Tuesday, July 28, 2009

Day Trip to Yellowstone

We all climbed in the truck (Tom and I, mom and dad, and the two dogs--it was cozy) and took the great circle route from Big Timber to Red Lodge to the Yellowstone entrance by Cooke City, through the park, back out the North Entrance at Mammoth, up to Livingston and back to Big Timber.

Last night we discussed how long this would take and when we needed to get up. So we decided to aim for 7:30am, thinking it was going to take 12 hours. Major sacrifice by Tom and I to be ready to go anywhere at 7:30am, ameliorated slightly by the fact that we are still on Minnesota time which made it feel more like 8:30. But I decided that the only way I would be ready to go anywhere at that time would be to skip the whole shower-do-hair thing, so I can truly say I've been camping now having spent a day with no shower.

The initial question was the weather. We could not get any straight sort of weather prediction for the coming day. (Or, should I say, we got every sort of weather prediction for the coming day.) So we decided to get up, look at the sky, and see whether we would take the trip today or wait until Wednesday or Thursday. When I took the dogs out this morning at about 6:15 for the morning outlet the sky was completely clear. So we made the sandwiches, packed the water, and went. (The day turned out to be beautiful until late afternoon--pretty good I'd say.)

The first milestone was to be scones in Red Lodge. Red Lodge is a really cute town, and we spent quite a bit of time walking around it, but the place that made the scones was out of business. We found a bakery to buy apple turnovers and "schnecken" (I googled those, they go by about five different names) so all was not lost.

From Red Lodge to the Yellowstone entrance is a mountain pass road over the Beartooth Mountains. What a beautiful drive! Mountains, meadows covered in wildflowers, streams, rocks, winding climbing hairpin-turned roads. Here is a shot of us at a scenic overlook near the top.

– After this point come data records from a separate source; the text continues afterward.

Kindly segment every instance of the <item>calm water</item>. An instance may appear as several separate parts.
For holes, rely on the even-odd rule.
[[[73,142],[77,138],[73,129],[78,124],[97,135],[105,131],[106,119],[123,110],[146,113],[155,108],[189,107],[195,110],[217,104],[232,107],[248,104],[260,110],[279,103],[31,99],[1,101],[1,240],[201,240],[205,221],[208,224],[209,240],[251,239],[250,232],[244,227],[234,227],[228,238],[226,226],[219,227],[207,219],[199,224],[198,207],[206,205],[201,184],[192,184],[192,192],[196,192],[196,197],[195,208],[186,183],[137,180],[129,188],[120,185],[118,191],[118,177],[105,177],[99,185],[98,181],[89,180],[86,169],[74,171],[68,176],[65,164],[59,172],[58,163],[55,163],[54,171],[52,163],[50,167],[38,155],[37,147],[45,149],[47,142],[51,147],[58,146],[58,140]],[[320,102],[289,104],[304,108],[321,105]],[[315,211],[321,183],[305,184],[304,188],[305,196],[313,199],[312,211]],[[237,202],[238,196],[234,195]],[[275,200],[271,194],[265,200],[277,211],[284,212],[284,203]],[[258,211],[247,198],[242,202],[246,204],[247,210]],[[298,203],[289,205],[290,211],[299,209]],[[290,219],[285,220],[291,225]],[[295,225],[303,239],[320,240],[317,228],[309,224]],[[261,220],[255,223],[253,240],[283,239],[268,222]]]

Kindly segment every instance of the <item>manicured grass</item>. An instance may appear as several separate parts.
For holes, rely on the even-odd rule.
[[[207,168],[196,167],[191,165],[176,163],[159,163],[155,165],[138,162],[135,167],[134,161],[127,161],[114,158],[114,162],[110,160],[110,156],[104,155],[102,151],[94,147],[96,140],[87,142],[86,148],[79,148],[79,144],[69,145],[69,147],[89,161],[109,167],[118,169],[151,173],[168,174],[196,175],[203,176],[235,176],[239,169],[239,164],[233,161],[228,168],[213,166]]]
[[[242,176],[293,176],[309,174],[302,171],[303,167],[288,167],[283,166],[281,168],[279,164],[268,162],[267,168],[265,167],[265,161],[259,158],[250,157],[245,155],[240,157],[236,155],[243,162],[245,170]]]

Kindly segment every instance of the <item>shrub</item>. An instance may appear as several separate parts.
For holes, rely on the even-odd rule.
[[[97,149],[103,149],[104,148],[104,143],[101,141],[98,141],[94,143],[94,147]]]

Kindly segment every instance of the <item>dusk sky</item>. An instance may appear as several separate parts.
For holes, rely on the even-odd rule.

To me this looked like a pretty big trip, so I was ready to just dip into Yellowstone on the north road, see Mammoth Hot Springs and head back out. But once we got into the park we wound up driving the upper loop--stopping at Tower Falls, taking the North Rim Road and looking down on the Lower Falls and Grand Canyon of Yellowstone, then wrapping around the loop back to Mammoth Hot Springs. Here's an obligatory shot of the canyon, which is so beautiful the photo is pretty much required. Also a shot of the four of us on the North Rim.


We had very good luck with wildlife. On the northern road after entering the park we saw several large herds of bison, including a rather flirtatious couple just off the roadside. On our way out we saw a gaggle of big-horned sheep just up the hillside from the road. There was at least one rumored bear that was just out of sight (there are always one or two of those).

I was pretty excited to go to Mammoth, because I have visited the park only once before, and we did not get up to Mammoth, and the pictures of it look so cool. Having been there I can confirm, it is really really cool. Alien and otherworldly. Water loaded with calcium and minerals gets squeezed out of the ground, heated by the underlying volcano magma, and the minerals harden as the water runs off, leaving these glacier-like rock formations. We have a number of great photos of this, but I'll show this one.


We ran into all sorts of road construction, of the sort where one direction holds up and waits while the traffic from the other side uses the one available lane. Except with the added twist that everybody gets to wait awhile while the men working work with no traffic at all. At one we sat for about 20 minutes, while the bikers ahead of us swatted mosquitos off their faces and necks and got basically eaten alive. (At one hold-up Tom got out of the truck to wander off taking wildflower pictures, at another in the town of Cooke City he ran into a drugstore for batteries.) So that ate up quite a bit of time, and in Livingston we spent about a half hour trying to get some pizza from the Pizza Hut, so all in all it was 13 hours door-to-door. But a day of simply stunning mountain scenery. Just beautiful.

2 comments:

  1. Oh, you got to do the Beartooth highway! That is an awesome road. Takes up to the highest plateau in North America, and then on into Yellowstone. That's one of my two favorite ways into the park. ;-) Sorry to hear there's *still* road construction there. The construction season in those passes is very short - just a few months, really - so they aren't always able to finish. Worth the traffic, though. Beautiful pictures!